Sur les demandes accessoires
En application de l’article 696 du code de procédure civile, Madame [F] [T], partie perdante, sera condamnée aux entiers dépens de la procédure qui comprendront notamment le coût du commandement de payer, de l’assignation et de sa dénonciation à la CCAPEX.
Compte tenu de la situation respective des parties et afin de favoriser le règlement de l’impayé locatif, l’équité commande de rejeter la demande formulée au titre de l’article 700 du code de procédure civile.

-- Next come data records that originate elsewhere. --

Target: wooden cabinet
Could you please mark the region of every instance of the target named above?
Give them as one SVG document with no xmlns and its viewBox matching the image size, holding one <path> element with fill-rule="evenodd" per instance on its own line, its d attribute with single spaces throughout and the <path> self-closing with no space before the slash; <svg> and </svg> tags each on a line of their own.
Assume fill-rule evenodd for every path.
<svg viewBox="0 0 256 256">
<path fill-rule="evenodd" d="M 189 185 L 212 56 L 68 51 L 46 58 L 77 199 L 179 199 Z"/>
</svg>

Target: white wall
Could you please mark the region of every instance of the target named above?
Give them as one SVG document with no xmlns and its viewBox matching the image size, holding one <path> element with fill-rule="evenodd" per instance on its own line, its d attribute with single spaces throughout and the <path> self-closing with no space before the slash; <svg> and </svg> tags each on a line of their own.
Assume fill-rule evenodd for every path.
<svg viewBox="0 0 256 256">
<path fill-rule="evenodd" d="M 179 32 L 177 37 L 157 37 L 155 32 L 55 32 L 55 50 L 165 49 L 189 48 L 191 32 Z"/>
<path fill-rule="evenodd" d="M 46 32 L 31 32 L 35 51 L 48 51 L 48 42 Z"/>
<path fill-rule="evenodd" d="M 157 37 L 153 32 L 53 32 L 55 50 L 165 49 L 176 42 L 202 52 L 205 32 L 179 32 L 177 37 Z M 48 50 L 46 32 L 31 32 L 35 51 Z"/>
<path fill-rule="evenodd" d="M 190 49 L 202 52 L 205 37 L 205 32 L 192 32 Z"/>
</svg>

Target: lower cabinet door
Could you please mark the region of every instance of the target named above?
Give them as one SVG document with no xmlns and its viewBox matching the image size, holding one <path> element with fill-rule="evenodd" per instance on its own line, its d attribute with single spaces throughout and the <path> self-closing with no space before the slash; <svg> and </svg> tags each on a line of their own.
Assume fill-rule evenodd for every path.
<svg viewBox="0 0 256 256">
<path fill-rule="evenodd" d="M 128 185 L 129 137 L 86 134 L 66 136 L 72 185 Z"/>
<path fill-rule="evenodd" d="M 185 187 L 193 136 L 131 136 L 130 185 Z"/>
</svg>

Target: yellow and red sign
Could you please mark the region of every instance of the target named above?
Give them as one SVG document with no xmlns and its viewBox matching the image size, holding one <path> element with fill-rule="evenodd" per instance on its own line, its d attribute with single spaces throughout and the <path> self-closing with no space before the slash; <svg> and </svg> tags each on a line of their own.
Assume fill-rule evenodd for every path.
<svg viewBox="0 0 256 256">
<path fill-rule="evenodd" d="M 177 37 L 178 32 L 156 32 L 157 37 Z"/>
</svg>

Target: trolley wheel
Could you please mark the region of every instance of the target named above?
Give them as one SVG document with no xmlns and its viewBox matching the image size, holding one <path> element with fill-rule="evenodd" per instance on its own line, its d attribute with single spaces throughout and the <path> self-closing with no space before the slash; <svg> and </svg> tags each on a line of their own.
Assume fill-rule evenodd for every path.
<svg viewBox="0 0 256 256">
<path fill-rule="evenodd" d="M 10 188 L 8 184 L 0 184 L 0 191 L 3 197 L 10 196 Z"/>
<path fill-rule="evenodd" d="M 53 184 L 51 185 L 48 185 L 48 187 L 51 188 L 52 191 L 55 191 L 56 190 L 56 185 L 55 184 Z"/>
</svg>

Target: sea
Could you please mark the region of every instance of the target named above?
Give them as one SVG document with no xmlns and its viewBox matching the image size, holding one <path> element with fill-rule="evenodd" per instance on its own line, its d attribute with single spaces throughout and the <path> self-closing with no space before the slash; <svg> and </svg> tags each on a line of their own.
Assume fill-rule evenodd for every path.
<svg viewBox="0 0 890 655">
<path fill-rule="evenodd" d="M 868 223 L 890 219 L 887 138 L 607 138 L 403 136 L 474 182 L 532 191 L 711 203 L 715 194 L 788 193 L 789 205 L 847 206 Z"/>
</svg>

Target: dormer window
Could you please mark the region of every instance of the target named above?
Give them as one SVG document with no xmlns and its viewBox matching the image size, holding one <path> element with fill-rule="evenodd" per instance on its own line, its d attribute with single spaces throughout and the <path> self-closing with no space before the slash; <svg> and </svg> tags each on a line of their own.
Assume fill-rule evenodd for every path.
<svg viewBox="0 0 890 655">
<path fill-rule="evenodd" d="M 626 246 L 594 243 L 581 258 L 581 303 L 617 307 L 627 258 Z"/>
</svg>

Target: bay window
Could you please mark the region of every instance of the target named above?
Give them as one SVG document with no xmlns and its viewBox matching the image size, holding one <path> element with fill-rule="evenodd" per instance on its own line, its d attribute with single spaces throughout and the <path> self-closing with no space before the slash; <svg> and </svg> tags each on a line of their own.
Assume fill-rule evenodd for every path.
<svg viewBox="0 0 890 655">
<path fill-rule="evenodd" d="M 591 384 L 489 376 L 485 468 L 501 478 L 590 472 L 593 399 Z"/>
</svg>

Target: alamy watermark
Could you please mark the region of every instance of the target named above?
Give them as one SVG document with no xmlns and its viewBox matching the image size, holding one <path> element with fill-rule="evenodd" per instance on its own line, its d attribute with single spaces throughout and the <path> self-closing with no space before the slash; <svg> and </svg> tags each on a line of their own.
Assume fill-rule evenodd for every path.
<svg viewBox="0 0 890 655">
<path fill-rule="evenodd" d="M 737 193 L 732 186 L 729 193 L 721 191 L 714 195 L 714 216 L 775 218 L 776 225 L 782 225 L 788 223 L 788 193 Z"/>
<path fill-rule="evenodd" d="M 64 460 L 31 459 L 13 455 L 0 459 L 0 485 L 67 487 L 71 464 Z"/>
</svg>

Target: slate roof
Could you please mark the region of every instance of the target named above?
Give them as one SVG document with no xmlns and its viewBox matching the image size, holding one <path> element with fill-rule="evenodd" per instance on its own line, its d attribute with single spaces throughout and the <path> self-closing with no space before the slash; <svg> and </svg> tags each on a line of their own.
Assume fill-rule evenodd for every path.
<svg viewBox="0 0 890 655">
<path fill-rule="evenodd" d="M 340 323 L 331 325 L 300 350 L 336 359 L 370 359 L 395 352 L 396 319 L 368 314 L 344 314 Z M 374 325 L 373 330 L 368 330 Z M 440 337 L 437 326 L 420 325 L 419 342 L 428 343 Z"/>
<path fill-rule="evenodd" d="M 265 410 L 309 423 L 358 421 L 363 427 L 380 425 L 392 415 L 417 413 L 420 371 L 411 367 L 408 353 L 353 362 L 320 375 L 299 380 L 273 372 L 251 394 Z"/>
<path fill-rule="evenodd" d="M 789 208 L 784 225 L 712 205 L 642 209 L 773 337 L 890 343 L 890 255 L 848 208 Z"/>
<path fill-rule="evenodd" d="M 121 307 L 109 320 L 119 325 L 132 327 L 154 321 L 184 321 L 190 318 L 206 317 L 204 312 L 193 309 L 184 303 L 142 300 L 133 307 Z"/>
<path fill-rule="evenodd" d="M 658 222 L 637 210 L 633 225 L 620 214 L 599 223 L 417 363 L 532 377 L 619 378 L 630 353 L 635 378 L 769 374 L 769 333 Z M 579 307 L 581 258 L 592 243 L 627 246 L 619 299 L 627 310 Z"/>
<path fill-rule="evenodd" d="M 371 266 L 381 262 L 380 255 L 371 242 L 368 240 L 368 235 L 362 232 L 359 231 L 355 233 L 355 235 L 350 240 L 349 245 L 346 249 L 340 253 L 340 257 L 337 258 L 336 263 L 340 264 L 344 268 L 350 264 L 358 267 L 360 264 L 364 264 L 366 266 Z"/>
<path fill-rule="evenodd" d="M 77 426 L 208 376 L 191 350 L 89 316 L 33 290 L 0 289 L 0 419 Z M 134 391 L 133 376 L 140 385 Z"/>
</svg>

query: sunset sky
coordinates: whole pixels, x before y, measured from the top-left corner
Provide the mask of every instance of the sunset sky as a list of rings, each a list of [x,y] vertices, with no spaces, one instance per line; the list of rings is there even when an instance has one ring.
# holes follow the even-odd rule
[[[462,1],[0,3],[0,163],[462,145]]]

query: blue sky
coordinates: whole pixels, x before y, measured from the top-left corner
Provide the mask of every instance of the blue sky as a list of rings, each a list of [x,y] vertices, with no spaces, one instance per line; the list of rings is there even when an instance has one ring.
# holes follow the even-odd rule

Il convient de rappeler qu’en application de l’article 514 du code de procédure civile, la présente décision est de droit exécutoire à titre provisoire.
PAR CES MOTIFS
Le juge des contentieux de la protection, statuant publiquement, par jugement réputé contradictoire et en premier ressort, prononcé par mise à disposition au greffe,
CONSTATE que la clause résolutoire stipulée au contrat de bail du 05 février 2021, liant la société LIGERIS et Madame [F] [T], relatif au logement n°211 situé [Adresse 2] à [Localité 9] est acquise au 13 mai 2024;
CONDAMNE Madame [F] [T] à verser à la société LIGERIS la somme de DEUX MILLE NEUF CENT QUATRE-VINGT EUROS ET VINGT-NEUF CENTIMES (2980,29 €) au titre des arriérés de loyers, charges et indemnité d’occupation, arrêtée à la date du 01 janvier 2025 , terme du mois de janvier inclus;
AUTORISE Madame [F] [T] à s’acquitter de cette somme, en 35 mensualités de QUATRE-VINGT EUROS (80€) chacune et une trente-sizème mensualité qui soldera la dette en principal, frais et intérêts ;
PRECISE que chaque mensualité devra intervenir avant le dix de chaque mois et pour la première fois le dix du mois suivant la signification de la présente décision ;
SUSPEND l’effet de la clause résolutoire pendant l’exécution des délais accordés ;
DIT que si les délais accordés sont entièrement respectés, la clause résolutoire sera réputée n’avoir jamais été acquise ;
DIT qu’en revanche, toute mensualité, qu’elle soit due au titre du loyer et des charges courantes ou de l’arriéré, restée impayée quinze jours après sa date d’exigibilité justifiera :
* que la clause résolutoire retrouve son plein effet ;
* que le solde de la dette devienne immédiatement exigible ;
* qu’à défaut pour Madame [F] [T] d’avoir volontairement libéré les lieux dans les deux mois de la délivrance d’un commandement de quitter les lieux, la société LIGERIS puisse faire procéder à son expulsion ainsi qu’à celle de tous les occupants de son chef, avec le concours d’un serrurier et de la force publique si besoin est ;
* que Madame [F] [T] soit condamnée à verser à la société LIGERIS, jusqu’à libération définitive des lieux, une indemnité mensuelle d’occupation provisionnelle égale au montant du loyer et de la provision sur charges qui auraient été dus en l’absence de résiliation du bail au jour de la défaillance, soit la somme de ;
CONDAMNE Madame [F] [T] aux entiers dépens de la présente procédure, en ceux compris le coût du commandement de payer du 12 mars 2024, de l’assignation et de sa dénonciation à la CCAPEX;
REJETTE la demande formulée au titre de l’article 700 du code de procédure civile;
RAPPELLE que la présente décision est exécutoire de plein droit à titre provisoire;
DIT qu’à la diligence du greffe, une expédition de la présente décision sera transmise au préfet d'[Localité 6]-ET-[Localité 7] en application de l’article R.412-2 du code des procédures civiles d’exécution;
Ainsi jugé et prononcé par mise à disposition de la décision au greffe, les parties en ayant été préalablement avisées dans les conditions prévues au deuxième alinéa de l’article 450 du code de procédure civile.